Former Dallas Mavericks center Tyson Chandler answers a question during...

Former Dallas Mavericks center Tyson Chandler answers a question during a news conference announcing his acquisition by the New York Knicks. (Dec. 10, 2011) Credit: AP

Before Tyson Chandler had a chance to make any kind of impression on Knicks fans, they made an impression on him.

The center received a huge ovation when he was introduced -- just before Carmelo Anthony and Amar'e Stoudemire -- to a crowd of 10,500 at the team's open practice at Madison Square Garden Sunday. It was a moving moment, even for a guy who was the defensive mainstay of the NBA champion Mavericks this past spring.

"It was unbelievable," Chandler said after he and his teammates appeared at the renovated Garden for the first time.

"People at the Garden understand basketball. I really have an appreciation for them and I'm just glad they appreciate what I bring to the game," he said. "They really watch the game. They watch a play develop, they watch the pick, they watch the guy cutting, they watch the guy follow through on his shot."

They watch with intensity, whether they are in the top row or the front row. Spike Lee, who has one of the latter seats, recruited Chandler during the Mavericks' visit last season. "I had to let him know, 'Look, Spike, I'm chasing the dream right now, trying to go after a title. Free agency is the furthest thing from my mind,' '' Chandler said. "But he definitely was planting that seed."

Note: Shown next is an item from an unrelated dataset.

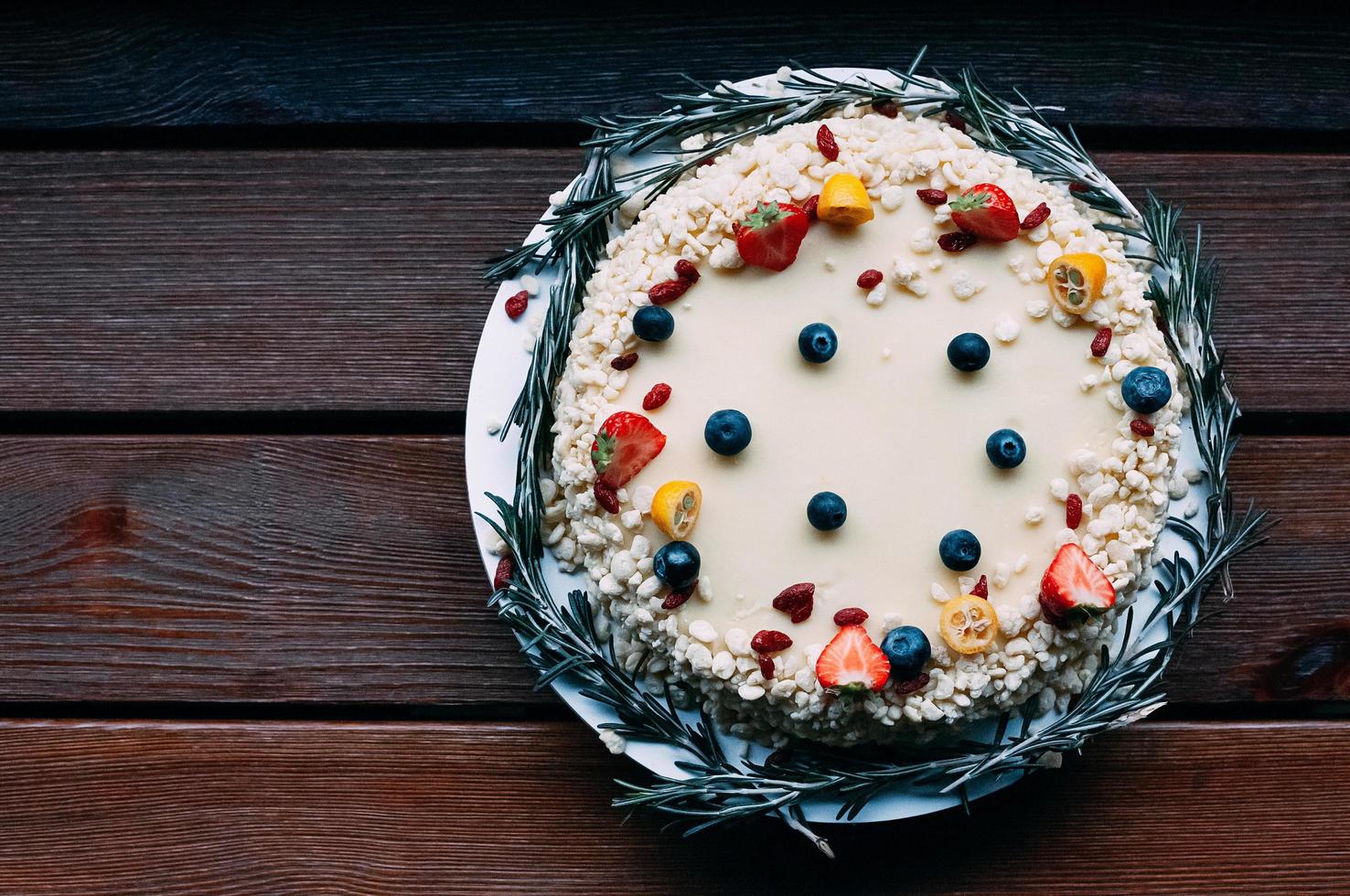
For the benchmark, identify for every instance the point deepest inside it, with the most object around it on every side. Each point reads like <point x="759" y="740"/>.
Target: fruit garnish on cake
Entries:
<point x="864" y="433"/>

No one had to convince Chandler to appreciate the Garden, which he said always was his favorite NBA arena, or the Knicks. "I just think of players that fought hard,'' he said. "I think about the grinding teams that they had in the '90s with the Ewings, the Oakleys, the Masons. Those are the memories I have of the Knicks, the tough basketball."

Charles Oakley was his mentor when he broke in with the Bulls and still is a sounding board. "I actually talked to him yesterday,'' Chandler said. "He just gave me some personal advice on how to handle New York."

Not that Chandler needs much advice in handling any situation. "He's that good of a person," said Mike D'Antoni, who got to know Chandler during U.S. national team trips to Japan and China. "I don't know about his background, but whoever raised him raised him up right. Every situation, he confronts it 100 percent in the right way, and that's pretty cool. It's pretty rare.

"There are going to be nights," D'Antoni said, "when the Garden will be going absolutely crazy because of his energy."